The Dam Keeper (US - Robert Kondo and Dice Tsutsumi). This, the longest animated short at 18 minutes, has a lot to it. Beautifully drawn characters and landscapes with a type of George Orwell Animal Farm theme, only about bullying. Bullying is an all too common topic these says. Nevertheless this film deserves a break because of its beauty and sentimentality.

Now for the five live action shorts:

Parvaneh (Switzerland - Talkhon Hamzavi & Stefan Eichenberger). This movie is about the Moslem African migration experience, a theme pretty overworked these days by European film makers. Still, it’s a sweet tale about a young woman and her spur of the moment friendship with an anti-establishment punk. Good performances by both actors.

Butter Lamp (France/China - Hu Wei and Julien Féret) is the most bizarre film of the lot.
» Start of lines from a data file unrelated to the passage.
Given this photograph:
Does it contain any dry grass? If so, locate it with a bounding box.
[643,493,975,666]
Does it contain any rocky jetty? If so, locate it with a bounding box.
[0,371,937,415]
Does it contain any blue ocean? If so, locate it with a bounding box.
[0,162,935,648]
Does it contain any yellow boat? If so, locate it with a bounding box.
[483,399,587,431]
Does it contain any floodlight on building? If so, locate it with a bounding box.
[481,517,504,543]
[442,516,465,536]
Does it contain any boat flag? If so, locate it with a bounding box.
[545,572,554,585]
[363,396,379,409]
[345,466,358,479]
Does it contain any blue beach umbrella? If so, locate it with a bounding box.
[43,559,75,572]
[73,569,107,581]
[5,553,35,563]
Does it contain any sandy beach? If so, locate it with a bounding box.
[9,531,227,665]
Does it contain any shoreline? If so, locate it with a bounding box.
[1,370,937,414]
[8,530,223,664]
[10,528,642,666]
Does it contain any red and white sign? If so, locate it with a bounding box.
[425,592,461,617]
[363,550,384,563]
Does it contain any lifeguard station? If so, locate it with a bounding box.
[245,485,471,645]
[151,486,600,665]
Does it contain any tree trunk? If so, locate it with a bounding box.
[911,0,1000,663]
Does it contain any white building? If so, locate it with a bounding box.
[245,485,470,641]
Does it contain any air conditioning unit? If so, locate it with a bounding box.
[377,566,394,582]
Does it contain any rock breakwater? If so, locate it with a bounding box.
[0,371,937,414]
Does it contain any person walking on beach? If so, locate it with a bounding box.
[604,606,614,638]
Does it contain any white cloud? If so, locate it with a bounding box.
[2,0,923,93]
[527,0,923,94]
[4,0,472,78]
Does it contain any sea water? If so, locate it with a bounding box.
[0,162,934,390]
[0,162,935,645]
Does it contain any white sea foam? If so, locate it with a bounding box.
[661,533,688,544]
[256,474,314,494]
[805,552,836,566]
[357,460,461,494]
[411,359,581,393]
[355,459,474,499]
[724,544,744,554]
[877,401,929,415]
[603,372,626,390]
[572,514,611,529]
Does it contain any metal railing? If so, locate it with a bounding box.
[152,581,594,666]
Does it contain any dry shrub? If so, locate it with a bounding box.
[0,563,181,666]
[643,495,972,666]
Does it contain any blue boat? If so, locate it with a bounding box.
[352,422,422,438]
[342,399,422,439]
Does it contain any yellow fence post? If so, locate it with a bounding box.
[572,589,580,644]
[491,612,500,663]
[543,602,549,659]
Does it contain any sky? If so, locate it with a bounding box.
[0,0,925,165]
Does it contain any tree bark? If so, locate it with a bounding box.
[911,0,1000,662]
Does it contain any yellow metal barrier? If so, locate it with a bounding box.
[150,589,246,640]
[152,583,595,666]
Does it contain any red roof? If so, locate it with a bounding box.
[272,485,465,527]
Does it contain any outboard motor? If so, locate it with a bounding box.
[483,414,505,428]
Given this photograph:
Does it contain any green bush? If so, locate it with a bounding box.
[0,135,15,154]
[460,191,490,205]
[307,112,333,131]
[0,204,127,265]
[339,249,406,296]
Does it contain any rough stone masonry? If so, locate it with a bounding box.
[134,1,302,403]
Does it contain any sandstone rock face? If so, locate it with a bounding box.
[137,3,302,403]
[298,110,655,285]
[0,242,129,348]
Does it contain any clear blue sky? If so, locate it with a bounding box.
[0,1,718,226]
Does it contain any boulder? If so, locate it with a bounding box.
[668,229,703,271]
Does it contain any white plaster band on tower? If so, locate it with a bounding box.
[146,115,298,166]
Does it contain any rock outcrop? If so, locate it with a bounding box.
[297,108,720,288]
A photography crew poses various groups of traditional (Tibetan) Chinese families in front of huge static backdrops of famous Chinese scenes, as if they’re actually in those locations. Whatever.

The Phone Call (UK - Mat Kirby & James Lucas). Now we’re getting into something good. Acclaimed actress Sally Hawkins at first seems a klutzy emergency hotline worker. Until, that is, she gets on the phone (on a call from a character played by also acclaimed actor Jim Broadbent) and deals with an emotionally taut situation.
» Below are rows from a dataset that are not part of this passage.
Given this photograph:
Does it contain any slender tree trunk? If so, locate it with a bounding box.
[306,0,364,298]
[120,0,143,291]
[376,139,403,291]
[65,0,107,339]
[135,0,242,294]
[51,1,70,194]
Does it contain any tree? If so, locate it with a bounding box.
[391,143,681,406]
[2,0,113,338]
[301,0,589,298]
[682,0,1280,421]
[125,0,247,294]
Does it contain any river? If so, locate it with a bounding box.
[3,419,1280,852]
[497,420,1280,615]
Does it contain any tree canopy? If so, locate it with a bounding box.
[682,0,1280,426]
Aya (Israel/France - Oded Binnun & Mihal Brezis - picture above). This is the best picture of the five. A woman at an airport waits for a friend. But she meets someone entirely different and goes off on a long drive with this stranger and possible romantic interest. The film is a mystery on several levels, and speaks to modern ennui.

Boogaloo and Graham (UK - Michael Lennox & Ronan Blaney). A heartwarming story about a couple of kids during The Troubles in Northern Ireland in the 1970s. Two brothers become so attached to their pets, baby chicks, that they’re ready to defy their parents and run away from home to protect them. The domestic humor is an antidote to the violence we know is all around.